This song has been stuck in my head for the past few days. I don't think it's quite appropriate to sing in a "school," while on the other hand it seems to come from the perspective of the most educated man on Earth, if education can be defined as understanding the greatest truths. If you've been reading here for long, you'll know what I mean.
It was written by Sam Cooke, Herb Alpert, and Lou Adler (the guy who sits next to Jack Nicholson, courtside, at LA Lakers games). Cooke was the first to make it a hit, but it came to my attention in 1977 when Art Garfunkel recorded it as a duet with James Taylor. I listened to this version of the song over and over and over, never telling any of my friends about my love for this adult contemporary hit during the era when boys loved AC/DC, Aerosmith, and Grand Funk Railroad. I sometimes think even my parents were a little embarrassed for their teenaged son holed up in his room singing along to:
What a wonderful, wonderful, world this would be
What a wonderful, wonderful, wonderful, wonderful world.
Don't know much about history
Don't know much biology
Don't know much about a science book
Don't know much about the French I took
But I do know that I love you
And I know that if you love me too
What a wonderful, wonderful world this would be.
Don't know much about geography
Don't know much trigonometry
Don't know much about algebra
I don't know what a slide rule is for
But I do know one and one is two
And if this one could be with you
What a wonderful, wonderful world this would be
What a wonderful, wonderful, wonderful world.
Now I don't claim to be an 'A' student,
But I'm trying to be
I think that maybe by being an 'A' student, baby,
I could win your love for me.
Don't know much about the middle ages
Looked at the picture and I turned the pages
Don't know nothin' 'bout no rise and fall
Don't know nothin' 'bout nothin' at all
Girl it's you that I've been thinking of
And if I could only win your love, girl
What a wonderful, wonderful world this would be
What a wonderful, wonderful world this would be.

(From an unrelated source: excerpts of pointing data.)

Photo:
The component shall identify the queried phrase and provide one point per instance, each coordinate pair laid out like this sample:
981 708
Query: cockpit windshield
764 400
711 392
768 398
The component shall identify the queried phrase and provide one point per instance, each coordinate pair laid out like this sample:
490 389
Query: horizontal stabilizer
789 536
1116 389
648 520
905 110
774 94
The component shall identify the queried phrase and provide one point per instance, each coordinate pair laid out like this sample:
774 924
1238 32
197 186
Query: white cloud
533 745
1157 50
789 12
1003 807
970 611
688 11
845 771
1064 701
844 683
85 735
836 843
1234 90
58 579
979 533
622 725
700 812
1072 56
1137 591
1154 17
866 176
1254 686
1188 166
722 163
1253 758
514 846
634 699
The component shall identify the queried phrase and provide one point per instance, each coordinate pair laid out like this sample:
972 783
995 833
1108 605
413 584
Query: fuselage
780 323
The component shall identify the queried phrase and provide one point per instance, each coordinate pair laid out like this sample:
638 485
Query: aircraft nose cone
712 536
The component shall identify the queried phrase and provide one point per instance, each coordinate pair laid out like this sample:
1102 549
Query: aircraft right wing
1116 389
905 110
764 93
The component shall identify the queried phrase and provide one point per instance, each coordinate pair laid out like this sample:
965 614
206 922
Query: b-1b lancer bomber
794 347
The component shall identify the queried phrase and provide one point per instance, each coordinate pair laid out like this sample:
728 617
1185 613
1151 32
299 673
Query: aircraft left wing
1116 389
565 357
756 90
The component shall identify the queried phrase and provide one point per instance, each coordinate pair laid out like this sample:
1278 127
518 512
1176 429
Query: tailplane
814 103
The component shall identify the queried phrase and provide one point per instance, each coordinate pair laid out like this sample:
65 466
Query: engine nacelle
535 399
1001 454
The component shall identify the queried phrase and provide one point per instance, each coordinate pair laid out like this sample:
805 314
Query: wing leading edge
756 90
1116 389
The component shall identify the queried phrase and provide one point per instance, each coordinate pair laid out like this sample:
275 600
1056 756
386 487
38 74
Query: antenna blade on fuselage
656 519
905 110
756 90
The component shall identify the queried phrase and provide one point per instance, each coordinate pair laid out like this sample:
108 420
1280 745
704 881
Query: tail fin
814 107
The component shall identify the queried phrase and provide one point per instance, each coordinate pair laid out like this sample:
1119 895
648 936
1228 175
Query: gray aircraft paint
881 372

This has been in my head these past few days and somehow, despite it's overt anti-intellectualism, I can't help have a feeling -- not a thought, not sure knowledge, but a feeling -- that this is what I want all children to know, perhaps not as something they learn in school, but simply as that thing that stands at the absolute core of their knowledge about this wonderful world.
You don't have to be an "A" student to win my love for you. You have that already, simply by virtue of your being, the rest is only trivia, and if you don't know your trigonometry or the French you took, you know some other trivia, like dancing or hammering or singing falsetto. When we let children know they are loved with words, with touch, and with our attentive presence, we are the greatest teachers to ever live, and the world, their world, in good times and bad, will indeed be wonderful. I think that's what it is, love, that forms the foundation of all true learning, that's where it starts, it's what gives meaning to the trivia, it's what makes us want to know. And wanting to know is everything about everything at all.
(I chose this "video" to embed here because it just shows the Watermark album cover and nothing else. That's mostly what I'd look at as a teenager while sunk into my beanbag chair, listening to this song. Now it will be stuck in your head too.)